The Disinheriting of the Promise Land to Inherit the World? . . . “Wait what?!” June 18, 2014

When Paul said “Inheriting the world” (Rom 4:13) did he universalize the Abrahamic blessing? Yes and no.

I have read and heard commentators (e.g. Tom Wright – but many more) who think that Paul’s statement in Romans 4:13 means that the Land promise to Israel has been universalized to the exclusion of the concrete promise to biblical Israel:

It was not through the law that Abraham and his offspring received the promise that he would be heir of the world, but through the righteousness that comes by faith.

Did Paul universalize the Land Promise? No, if by that you mean he revised the promise. Paul was not the first or the only Jew to think in universal ways about the promise. Consider this text from Ben Sira 44:21:

Therefore, the Lord certified for Abraham  with a solemn pledge that he would bless nations through his descendants, that he would make him increase like the dust of the earth, exalt his descendants like the stars, and give them an inheritance from sea to sea  and from the river to the end of the earth.

Indeed a number of Second Temple Jewish writers thought universally about the Arahamic promise as Ben Sira. I think this had to do with the conflation of Davidic and Abrahamic traditions. That is, the universal imagination related to the Davidic promise meant the expansion of the Abrahamic promise to include all the realm of David’s kingdom, which would come to include “sea to sea” (Psa 72) .
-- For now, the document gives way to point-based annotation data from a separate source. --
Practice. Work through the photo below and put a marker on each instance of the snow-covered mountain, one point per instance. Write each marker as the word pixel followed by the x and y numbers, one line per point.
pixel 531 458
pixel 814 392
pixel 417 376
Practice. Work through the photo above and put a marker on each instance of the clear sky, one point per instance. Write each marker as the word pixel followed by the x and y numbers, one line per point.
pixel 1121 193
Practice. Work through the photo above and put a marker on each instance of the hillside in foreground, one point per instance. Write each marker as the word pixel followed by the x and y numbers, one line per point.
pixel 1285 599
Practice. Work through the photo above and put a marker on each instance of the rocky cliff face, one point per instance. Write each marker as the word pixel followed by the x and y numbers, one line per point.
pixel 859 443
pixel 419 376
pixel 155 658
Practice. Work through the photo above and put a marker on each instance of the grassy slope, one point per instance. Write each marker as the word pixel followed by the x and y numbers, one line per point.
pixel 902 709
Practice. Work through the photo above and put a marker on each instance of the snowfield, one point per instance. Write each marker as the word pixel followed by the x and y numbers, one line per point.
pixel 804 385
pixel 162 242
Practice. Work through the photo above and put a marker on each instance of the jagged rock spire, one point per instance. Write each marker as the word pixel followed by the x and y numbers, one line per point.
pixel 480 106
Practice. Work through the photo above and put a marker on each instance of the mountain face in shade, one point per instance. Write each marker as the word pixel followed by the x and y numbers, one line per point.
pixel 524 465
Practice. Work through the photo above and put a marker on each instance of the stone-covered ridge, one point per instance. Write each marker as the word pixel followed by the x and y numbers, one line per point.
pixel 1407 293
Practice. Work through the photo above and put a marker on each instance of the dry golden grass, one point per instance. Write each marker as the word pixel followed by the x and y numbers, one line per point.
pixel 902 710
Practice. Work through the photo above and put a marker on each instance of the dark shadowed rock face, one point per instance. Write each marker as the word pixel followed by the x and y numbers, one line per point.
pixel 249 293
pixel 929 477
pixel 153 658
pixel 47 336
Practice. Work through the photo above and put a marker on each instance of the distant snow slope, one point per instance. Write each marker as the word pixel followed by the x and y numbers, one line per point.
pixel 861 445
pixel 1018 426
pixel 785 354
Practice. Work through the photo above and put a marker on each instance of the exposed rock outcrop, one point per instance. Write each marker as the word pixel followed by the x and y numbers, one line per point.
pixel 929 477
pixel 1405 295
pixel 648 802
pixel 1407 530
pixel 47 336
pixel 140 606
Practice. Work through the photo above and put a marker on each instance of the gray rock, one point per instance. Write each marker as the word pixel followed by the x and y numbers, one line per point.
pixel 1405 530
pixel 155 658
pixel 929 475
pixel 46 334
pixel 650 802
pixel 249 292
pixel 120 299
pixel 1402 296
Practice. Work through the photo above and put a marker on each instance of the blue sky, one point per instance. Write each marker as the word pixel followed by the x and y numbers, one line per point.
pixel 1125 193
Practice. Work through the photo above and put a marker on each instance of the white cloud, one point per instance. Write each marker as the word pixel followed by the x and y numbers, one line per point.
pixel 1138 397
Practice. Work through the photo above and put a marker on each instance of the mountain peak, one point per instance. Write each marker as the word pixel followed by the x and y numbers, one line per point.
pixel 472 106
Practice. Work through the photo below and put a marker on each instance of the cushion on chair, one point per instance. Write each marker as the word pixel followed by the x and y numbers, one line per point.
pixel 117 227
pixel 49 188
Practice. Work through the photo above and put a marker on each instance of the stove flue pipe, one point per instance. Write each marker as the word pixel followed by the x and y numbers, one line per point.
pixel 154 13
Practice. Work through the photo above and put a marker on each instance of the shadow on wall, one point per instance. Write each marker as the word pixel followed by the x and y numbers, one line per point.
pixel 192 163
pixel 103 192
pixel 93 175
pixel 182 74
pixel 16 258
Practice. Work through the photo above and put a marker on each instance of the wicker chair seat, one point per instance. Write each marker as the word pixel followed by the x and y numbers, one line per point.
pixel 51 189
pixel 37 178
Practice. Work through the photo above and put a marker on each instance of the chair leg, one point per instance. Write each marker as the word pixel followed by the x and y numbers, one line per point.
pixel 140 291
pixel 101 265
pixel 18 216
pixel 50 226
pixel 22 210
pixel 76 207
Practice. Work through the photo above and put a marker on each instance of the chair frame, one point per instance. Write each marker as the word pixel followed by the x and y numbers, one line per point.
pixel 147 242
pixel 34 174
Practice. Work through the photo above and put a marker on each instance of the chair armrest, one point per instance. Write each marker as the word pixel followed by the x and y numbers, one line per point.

But what is not necessary, and indeed should not be we concluded  from this, is that the writer of Ben Sira or the Jewish Paul for that matter had revised the Land promise to the degree that it no longer had a concrete reference to Eretz Israel. Certainly Ben Sira in his universalization of the Abrahamic promise did not also mean to say that the redemption of Eretz Israel was no longer part of the eschatological intentions of God.